The Lie

Florian Zeller, in a Translation by Christopher Hampton
Menier Chocolate Factory

Tony Gardner (Michel), Alexander Hanson (Paul) and Samantha Bond (Alice) Credit: Manuel Harlan
Samantha Bond (Alice) Credit: Manuel Harlan
Samantha Bond (Alice) and Alexander Hanson (Paul) Credit: Manuel Harlan

The Lie has the character of a classic French farce without the doors, dropped trousers or other physical elements.

Florian Zeller's companion piece to The Truth is an 80-minute comedy that has higher potential, attempting to be a sophisticated meditation on truth, lies and the morality of when each is appropriate.

The drama takes place in the comfortable Paris living room of Alexander Hanson's Paul and his wife Alice, portrayed by Samantha Bond.

This is the location for an intimate dinner party with their old friends, Michel and Laurence, respectively played by Tony Gardner and Alexandra Gilbreath.

What should be a relaxing evening speeded along by embarrassingly expensive wine turns into anything but when Alice suddenly becomes inexplicably jumpy and tries to call off the party at less than half an hour's notice.

After a considerable amount of pressurised interrogation, Paul teases out a less than convincing tale about suspected infidelity on the part of Michel, who rather carelessly enjoyed an injudicious kiss on a busy pavement as Alice was passing in a taxi.

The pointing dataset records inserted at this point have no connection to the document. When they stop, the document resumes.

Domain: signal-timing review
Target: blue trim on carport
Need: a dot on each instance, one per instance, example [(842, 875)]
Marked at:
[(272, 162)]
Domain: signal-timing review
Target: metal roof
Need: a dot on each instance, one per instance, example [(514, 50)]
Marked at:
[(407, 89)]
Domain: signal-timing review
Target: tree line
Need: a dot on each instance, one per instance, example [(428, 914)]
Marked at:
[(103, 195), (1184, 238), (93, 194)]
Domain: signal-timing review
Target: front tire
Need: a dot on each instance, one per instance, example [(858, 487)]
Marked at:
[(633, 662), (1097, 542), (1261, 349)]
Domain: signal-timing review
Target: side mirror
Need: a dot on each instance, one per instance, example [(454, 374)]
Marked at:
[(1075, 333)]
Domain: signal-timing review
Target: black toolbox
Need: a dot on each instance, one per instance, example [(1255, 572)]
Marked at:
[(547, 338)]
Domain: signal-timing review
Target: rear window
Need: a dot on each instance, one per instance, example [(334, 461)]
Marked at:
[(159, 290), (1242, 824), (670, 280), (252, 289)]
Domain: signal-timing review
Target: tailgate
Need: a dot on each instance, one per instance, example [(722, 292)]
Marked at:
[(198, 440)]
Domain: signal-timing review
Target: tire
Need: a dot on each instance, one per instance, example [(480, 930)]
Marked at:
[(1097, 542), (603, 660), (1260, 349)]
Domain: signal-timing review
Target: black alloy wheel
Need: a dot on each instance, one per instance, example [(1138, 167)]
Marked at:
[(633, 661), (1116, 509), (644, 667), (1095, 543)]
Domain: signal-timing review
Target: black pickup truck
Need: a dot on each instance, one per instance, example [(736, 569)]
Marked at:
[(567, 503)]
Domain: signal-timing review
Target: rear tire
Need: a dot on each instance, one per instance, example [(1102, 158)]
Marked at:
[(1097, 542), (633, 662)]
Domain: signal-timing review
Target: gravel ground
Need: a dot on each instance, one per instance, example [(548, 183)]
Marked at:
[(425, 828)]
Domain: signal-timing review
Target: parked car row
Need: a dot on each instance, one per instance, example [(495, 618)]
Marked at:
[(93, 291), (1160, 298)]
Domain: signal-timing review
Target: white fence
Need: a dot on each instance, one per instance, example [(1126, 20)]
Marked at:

By the time that the guests make an early appearance, Paul has begun to act like a farcical, panicking husband, a state of mind into which Michel later also succumbs.

Zeller then explores every variation on the theme of infidelity with a cast much smaller than those typically used by Feydeau and his peers.

Having already taken a leading role in The Truth, Alexander Hanson rather manically carries much of the play's burden, having nobly stepped in at a late stage to fill a casting gap for director, Lindsay Posner when James Dreyfus was obliged to withdraw shortly before the original opening night.

The problem with this piece is that once you catch on to what is the initial untruth, everything else in the plot is entirely predictable. This means that while there are amusing moments and some thoughtful debating regarding unkind truths, white lies and the obligations of marriage in contemporary (French) society, The Lie is too close to a slight sitcom or farce denuded of many of the best jokes to be the kind of major theatrical work that one has come to expect from Florian Zeller.